Los miedos sutiles estructuran la vida de todo ser humano y, en el fondo, son reflejo de un ancestral temor a la soledad o al rechazo, lo que genera una empobrecedora relación de dependencia con el mundo. Uno desconoce su interioridad, vive separado de sí mismo; decía santa Teresa de Ávila que existimos en la ronda del castillo, y raramente visitamos sus moradas. De hecho, el hábito generalizado es sucumbir al fenómeno de la proyección, por el que trasladamos a otros nuestros miedos inconscientes o nuestros sufrimientos sutiles. Comentaba recientemente el filósofo Francesc Torralba que, aún siendo animales metafísicos, la pregunta por el sentido de la vida suele aflorar en los hombres en experiencias extremas, cuando ven resquebrajarse el sólido castillo y presienten que se precipitan a experiencias de vacío.

En los sótanos de la consciencia anidan los viejos hábitos, aquellos que sutilmente dirigen nuestra conducta. Como base de datos sin desclasificar, unos innatos y otros adquiridos en el entorno cultural, esta programación mental forja, entre bastidores, nuestra humanidad herida y, al grito de la voz reptiliana, expresa la mezquindad del hombre vulgar, la crueldad del desquiciado o el infinito cinismo del poderoso que, de alguna manera, todos arrastramos. Pero del último fondo insobornable, en la recámara oculta de la divinidad de cada uno, otra voz habita para emerger desde ese tuétano del alma, es la libertad interior que asoma con arrolladora creatividad, en silencio pero con mirada atenta y ecuánime, para llevar la espesa carga del imaginario colectivo que cada cual acarrea (de prejuicios, tópicos, valores, ídolos o miedos sutiles) hasta el escenario de su consciencia y desde ahí, decidir si aceptarla o aligerarla, suprimirla o reinterpretarla y, en todo caso, liberarla de tiranías si se vincula a la belleza del mundo.

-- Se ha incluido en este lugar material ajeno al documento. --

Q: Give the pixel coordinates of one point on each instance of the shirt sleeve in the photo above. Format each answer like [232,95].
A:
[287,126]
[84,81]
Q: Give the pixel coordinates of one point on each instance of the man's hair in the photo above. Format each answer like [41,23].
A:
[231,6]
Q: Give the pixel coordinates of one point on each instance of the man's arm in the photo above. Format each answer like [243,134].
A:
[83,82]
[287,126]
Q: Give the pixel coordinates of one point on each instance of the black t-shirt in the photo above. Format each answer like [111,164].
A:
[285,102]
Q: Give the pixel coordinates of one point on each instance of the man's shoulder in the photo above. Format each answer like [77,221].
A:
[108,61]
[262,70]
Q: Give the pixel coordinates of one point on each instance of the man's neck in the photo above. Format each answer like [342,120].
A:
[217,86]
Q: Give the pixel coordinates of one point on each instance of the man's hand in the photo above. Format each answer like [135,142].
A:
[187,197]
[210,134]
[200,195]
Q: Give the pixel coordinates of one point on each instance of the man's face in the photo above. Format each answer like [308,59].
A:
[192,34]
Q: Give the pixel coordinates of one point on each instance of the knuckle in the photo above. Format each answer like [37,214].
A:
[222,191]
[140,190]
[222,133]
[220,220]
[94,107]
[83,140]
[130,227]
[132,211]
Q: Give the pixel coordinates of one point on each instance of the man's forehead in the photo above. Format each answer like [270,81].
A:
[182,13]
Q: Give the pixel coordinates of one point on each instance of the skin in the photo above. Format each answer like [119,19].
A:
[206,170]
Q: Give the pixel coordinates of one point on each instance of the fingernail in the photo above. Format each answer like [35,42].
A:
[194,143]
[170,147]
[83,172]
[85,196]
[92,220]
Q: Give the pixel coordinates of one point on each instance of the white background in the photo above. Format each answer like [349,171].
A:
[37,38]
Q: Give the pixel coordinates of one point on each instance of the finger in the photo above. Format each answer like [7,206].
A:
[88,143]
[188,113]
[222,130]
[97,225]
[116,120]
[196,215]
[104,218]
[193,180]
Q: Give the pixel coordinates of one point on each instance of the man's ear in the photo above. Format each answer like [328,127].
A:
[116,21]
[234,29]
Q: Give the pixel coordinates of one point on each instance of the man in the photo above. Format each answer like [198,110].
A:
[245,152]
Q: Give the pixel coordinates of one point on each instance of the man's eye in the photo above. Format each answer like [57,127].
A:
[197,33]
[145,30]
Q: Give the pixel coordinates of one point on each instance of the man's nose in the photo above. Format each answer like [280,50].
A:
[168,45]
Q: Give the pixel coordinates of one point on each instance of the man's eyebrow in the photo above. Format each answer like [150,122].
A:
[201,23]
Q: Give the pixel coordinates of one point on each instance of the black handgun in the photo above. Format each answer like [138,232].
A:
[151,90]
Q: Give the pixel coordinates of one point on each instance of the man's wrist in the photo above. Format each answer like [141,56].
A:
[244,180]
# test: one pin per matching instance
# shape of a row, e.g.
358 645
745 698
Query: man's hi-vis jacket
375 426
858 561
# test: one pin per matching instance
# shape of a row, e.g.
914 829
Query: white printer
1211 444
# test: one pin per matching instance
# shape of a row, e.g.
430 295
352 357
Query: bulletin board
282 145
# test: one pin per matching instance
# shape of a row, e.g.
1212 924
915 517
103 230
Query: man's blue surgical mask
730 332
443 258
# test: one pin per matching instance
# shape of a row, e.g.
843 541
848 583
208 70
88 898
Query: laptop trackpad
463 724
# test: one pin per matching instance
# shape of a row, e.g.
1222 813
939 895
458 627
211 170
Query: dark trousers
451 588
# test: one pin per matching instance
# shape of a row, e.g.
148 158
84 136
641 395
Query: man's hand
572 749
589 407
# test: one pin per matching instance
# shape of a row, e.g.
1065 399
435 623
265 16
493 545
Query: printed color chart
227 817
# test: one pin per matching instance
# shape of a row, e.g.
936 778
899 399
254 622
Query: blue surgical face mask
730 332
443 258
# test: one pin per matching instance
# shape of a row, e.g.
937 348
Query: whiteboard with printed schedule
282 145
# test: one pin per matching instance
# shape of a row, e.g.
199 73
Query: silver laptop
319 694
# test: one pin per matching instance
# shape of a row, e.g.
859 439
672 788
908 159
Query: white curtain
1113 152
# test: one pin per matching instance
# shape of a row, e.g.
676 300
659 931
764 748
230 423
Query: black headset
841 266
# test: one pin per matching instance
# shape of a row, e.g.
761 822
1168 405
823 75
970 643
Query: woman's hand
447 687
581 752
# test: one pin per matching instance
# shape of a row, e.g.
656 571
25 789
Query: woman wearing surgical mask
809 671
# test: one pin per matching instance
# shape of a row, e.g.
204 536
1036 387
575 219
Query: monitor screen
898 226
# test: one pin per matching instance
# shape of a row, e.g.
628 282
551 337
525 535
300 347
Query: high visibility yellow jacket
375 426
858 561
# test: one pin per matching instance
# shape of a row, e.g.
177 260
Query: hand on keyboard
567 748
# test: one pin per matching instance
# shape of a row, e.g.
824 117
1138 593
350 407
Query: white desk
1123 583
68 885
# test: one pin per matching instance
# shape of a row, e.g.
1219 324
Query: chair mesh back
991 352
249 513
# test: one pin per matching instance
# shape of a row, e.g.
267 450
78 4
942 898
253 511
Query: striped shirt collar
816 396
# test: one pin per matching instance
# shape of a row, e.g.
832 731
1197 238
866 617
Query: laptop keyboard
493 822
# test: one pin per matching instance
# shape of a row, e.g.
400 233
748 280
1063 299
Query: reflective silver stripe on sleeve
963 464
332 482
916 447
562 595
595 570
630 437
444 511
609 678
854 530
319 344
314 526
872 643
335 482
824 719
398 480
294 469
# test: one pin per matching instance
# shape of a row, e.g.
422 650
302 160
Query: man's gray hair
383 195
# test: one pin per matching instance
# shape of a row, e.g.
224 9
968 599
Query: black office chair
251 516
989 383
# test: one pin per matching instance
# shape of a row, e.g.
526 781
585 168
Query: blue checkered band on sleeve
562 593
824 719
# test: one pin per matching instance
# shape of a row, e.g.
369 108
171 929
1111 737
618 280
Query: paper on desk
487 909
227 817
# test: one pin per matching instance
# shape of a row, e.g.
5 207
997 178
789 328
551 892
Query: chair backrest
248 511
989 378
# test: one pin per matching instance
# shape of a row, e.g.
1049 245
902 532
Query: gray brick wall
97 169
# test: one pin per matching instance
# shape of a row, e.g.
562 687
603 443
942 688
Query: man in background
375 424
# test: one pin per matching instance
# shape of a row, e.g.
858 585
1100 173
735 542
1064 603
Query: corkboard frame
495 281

En materia de equilibrio psicosomático, precisamos un cambio interior profundo, despertar del sueño que quiere cambiar al otro y al mundo sin conocimiento previo de sí, sin haber moldeado la mejor versión de uno mismo, de meditar a fondo sobre lo que colma el ser, sobre ideales profundos y voliciones secretas. Estos ensayos reivindican ese antiguo papel mentor del médico que acompaña a su paciente a trascender límites, a explorar con audacia territorios ignotos que también forman parte de sus propiedades y donde, tal vez, se hospeden padecimientos ocultos. Es la tarea del médico de los hombres libres, trazada con un ideal de salud que vela no sólo por el cuerpo físico del paciente sino también por su cuerpo sutil, impulsándolo en el camino interior del autoconocimiento, habilitando en él la capacidad de hacerse espectador de sí mismo, de tomar distancia y aprender a reconciliarse con su propia imperfección antes de corregir los chirridos del corazón del otro, y de descubrir la belleza escondida mientras acumula razones para la esperanza, sin ceder a la tentación del nihilismo a la que precipitan estos epígonos de frivolidad, consumismo y materialismo, tan ajenos ya a los latidos del nuevo tiempo. Al menos, es una vía por la que, quien escribe, canaliza su anhelo de añadir un poco de luz y hermosura a este mundo y, de paso, cumplir con la sabia indicación del filósofo mundano que recomienda a cada uno practicar el placer que el Griego asociaba al mero ejercicio de sus potencias.